5

I'm trying to figure out a way to get an array of URLs from a string of text. The text will be somewhat formatted like this:

Some random text up here

http://techcrunch.com/2012/07/20/kickstarter-flashr-wants-to-make-the-iphones-bezel-a-massive-notification-light/?grcc=88888Z0ZwdgtZ0Z0Z0Z0Z0&grcc2=835637c33f965e6cdd34c87219233711~1342828462249~fca4fa8af1286d8a77f26033fdeed202~510f37324b14c50a5e9121f955fac3fa~1342747216490~0~0~0~0~0~0~0~0~7~3~

http://techcrunch.com/2012/07/20/last-day-to-purchase-extra-early-bird-tickets-for-disrupt-sf/

Obviously, those links can be anything (and there can be many links, those are just the ones I'm testing with now.
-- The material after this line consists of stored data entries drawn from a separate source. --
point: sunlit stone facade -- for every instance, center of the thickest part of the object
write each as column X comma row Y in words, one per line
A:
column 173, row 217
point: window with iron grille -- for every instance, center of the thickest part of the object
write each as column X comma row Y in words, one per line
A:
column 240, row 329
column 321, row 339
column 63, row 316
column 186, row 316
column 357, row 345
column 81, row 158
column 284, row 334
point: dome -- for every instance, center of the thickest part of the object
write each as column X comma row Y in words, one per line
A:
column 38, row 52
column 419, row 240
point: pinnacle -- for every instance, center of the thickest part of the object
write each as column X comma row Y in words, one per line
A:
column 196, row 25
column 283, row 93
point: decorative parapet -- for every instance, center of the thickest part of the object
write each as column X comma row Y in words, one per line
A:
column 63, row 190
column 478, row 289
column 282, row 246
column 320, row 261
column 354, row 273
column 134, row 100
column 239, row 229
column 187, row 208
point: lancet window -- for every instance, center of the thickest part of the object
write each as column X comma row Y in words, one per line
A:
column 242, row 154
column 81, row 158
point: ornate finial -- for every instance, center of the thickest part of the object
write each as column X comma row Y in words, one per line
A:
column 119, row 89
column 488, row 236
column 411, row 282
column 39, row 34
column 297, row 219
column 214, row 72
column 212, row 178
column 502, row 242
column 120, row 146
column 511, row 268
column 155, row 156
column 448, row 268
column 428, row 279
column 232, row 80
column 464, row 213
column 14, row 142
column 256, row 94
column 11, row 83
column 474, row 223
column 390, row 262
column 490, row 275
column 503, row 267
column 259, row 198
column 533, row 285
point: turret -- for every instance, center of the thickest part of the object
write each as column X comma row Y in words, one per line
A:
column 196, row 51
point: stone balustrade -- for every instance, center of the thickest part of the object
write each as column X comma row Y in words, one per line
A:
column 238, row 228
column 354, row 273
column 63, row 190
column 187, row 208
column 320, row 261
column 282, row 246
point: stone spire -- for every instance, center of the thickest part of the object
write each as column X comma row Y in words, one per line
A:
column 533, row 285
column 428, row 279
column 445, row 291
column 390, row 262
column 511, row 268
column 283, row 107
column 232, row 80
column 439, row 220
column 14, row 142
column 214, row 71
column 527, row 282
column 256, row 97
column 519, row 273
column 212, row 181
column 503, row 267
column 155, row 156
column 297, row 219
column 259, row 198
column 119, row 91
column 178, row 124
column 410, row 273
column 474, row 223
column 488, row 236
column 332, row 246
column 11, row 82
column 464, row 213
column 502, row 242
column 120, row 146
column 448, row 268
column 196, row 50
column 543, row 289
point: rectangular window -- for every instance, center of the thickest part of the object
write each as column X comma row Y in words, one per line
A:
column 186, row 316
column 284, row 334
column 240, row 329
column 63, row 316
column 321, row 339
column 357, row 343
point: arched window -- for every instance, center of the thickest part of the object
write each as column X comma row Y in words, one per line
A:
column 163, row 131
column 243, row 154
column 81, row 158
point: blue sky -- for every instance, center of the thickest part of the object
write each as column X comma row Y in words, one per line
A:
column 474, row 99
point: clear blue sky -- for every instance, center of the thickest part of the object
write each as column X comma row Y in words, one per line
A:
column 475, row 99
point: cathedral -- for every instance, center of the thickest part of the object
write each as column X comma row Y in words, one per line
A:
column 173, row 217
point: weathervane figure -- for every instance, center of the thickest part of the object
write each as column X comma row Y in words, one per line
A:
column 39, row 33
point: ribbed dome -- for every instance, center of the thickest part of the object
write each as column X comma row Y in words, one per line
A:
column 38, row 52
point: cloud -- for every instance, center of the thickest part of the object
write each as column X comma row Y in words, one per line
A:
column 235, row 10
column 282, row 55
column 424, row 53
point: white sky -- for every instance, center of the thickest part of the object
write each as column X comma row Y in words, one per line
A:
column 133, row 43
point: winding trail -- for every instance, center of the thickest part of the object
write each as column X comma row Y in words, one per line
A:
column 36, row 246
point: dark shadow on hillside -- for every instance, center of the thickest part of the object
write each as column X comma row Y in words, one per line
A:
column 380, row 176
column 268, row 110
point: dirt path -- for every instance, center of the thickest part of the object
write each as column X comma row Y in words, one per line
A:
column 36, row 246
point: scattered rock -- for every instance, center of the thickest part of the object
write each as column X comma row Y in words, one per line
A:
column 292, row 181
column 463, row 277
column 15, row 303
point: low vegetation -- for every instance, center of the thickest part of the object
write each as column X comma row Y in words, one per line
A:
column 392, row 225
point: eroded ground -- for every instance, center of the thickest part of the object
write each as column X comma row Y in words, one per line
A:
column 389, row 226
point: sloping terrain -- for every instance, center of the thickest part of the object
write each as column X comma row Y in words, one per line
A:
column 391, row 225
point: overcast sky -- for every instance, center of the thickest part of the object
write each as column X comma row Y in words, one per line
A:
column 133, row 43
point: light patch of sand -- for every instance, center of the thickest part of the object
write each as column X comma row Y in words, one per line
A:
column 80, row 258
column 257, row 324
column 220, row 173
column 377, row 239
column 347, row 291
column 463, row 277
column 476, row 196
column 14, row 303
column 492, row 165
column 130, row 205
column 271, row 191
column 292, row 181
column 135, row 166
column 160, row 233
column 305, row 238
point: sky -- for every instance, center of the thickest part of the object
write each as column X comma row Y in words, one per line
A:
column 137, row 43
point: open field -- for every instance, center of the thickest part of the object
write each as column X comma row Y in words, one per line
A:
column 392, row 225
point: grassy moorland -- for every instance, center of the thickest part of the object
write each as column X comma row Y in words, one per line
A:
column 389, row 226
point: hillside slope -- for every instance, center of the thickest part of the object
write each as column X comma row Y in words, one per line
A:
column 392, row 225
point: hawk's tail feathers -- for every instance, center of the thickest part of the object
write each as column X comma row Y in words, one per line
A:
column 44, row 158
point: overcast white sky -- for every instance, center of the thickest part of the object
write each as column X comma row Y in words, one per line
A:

If I use a simple URL like my regex works fine.

I am using:

preg_match_all('((https?|ftp|gopher|telnet|file|notes|ms-help):'.
    '((//)|(\\\\))+[\w\d:#@%/;$()~_?\+-=\\\.&]*)',
    $bodyMessage, $matches, PREG_PATTERN_ORDER);

When I do a print_r( $matches); the result I get is:

Array ( [0] => Array (
    [0] => http://techcrunch.com/2012/07/20/kickstarter-flashr-wants-to-make-the-iphon=
    [1] => http://techcrunch.com/2012/07/20/last-day-to-purchase-extra-early-bird-tick= 
    [2] => http://techcrunch.co=
    [3] => http://techcrunch.com/2012/07/20/kickstarter-flashr-wants-to-make-the-ip= 
    [4] => http://techcrunch.com/2012/07/20/last-day-to-purc=
    [5] => http://tec=
)
...

None of those items in that array are full links from the links above.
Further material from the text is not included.